- Co pan najchętniej pije? - zapytał Sam.
- O! Mój młody przyjacielu - rzekł pan Stiggins - napoje to tylko marność.
- To prawda, wielka prawda! - szepnęła pani Weller, potakując.
- Tak jest - odrzekł Sam. - Ale jaka z tych marności najwięcej przypada panu do smaku? Która jest pańską ulubioną marnością?
- O! mój młody przyjacielu! - odparł pan Stiggins - ja gardzę wszystkimi. Ale jeżeli jest jaka, mniej wstrętna od innych, to płyn, który nazywa się arakiem; gorący, mój przyjacielu, i z trzema kawałkami cukru na szklankę!
- Przykro mi, panie, ale tej marności nie pozwalają sprzedawać w tym zakładzie.

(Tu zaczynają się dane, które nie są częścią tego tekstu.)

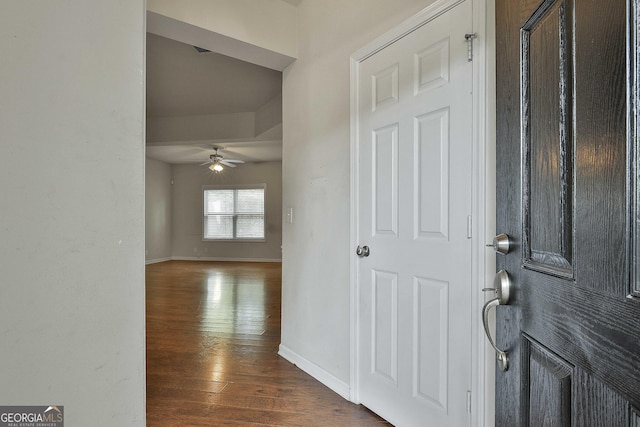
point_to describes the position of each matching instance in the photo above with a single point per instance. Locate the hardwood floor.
(213, 331)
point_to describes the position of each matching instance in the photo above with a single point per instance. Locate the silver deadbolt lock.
(502, 287)
(362, 251)
(501, 244)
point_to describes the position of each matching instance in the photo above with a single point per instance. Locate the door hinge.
(469, 38)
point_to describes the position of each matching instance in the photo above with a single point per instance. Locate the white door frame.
(483, 201)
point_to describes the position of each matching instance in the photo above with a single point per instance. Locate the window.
(234, 213)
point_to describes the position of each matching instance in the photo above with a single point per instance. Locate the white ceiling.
(183, 82)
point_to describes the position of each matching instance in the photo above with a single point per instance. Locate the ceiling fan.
(217, 162)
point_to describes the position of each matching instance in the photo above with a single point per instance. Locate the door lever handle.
(501, 287)
(363, 251)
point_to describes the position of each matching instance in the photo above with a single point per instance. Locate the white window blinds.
(234, 213)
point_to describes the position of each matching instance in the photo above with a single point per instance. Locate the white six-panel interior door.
(414, 206)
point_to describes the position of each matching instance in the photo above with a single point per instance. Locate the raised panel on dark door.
(566, 194)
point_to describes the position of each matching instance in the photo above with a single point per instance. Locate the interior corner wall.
(157, 211)
(187, 214)
(72, 208)
(316, 176)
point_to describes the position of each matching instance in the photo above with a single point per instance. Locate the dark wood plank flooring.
(213, 331)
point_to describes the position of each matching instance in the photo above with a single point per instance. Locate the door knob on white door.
(501, 287)
(362, 251)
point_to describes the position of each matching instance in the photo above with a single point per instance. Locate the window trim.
(262, 186)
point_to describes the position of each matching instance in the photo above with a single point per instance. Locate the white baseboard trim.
(180, 258)
(315, 371)
(157, 260)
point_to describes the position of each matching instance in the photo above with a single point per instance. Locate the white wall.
(316, 175)
(157, 211)
(187, 212)
(72, 208)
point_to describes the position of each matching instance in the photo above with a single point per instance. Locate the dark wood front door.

- O! Serca zatwardziałe! - zawołał pan Stiggins. - O złośliwości ohydna nieludzkich prześladowców! -
To powiedziawszy, świątobliwy człowiek znowu począł przewracać oczyma, uderzając się parasolem w kamizelkę. Na jego usprawiedliwienie powiemy, że teraz oburzenie jego było szczere i nieudane. Gdy pani Weller i czerwononosy skończyli wyrzekania na ten nieludzki zwyczaj i na sprawcę jego rzucili całą masę pobożnych i świętych przekleństw, pan Stiggins wyraził zdanie, że byłby za butelką wina Porto, dobrze ogrzanego, z cukrem i korzeniami, gdyż według jego zdania, jest to mieszanina odpowiednia dla jego żołądka i mniej mająca posmaku marności, aniżeli inne.
Charles Dickens, Klub Pickwicka, przeł. Krystyna Czerwijowska, t. 2, PIW, Warszawa 1952
Pan Pickwick wg pomysłu Kyda (źródło zdjęcia)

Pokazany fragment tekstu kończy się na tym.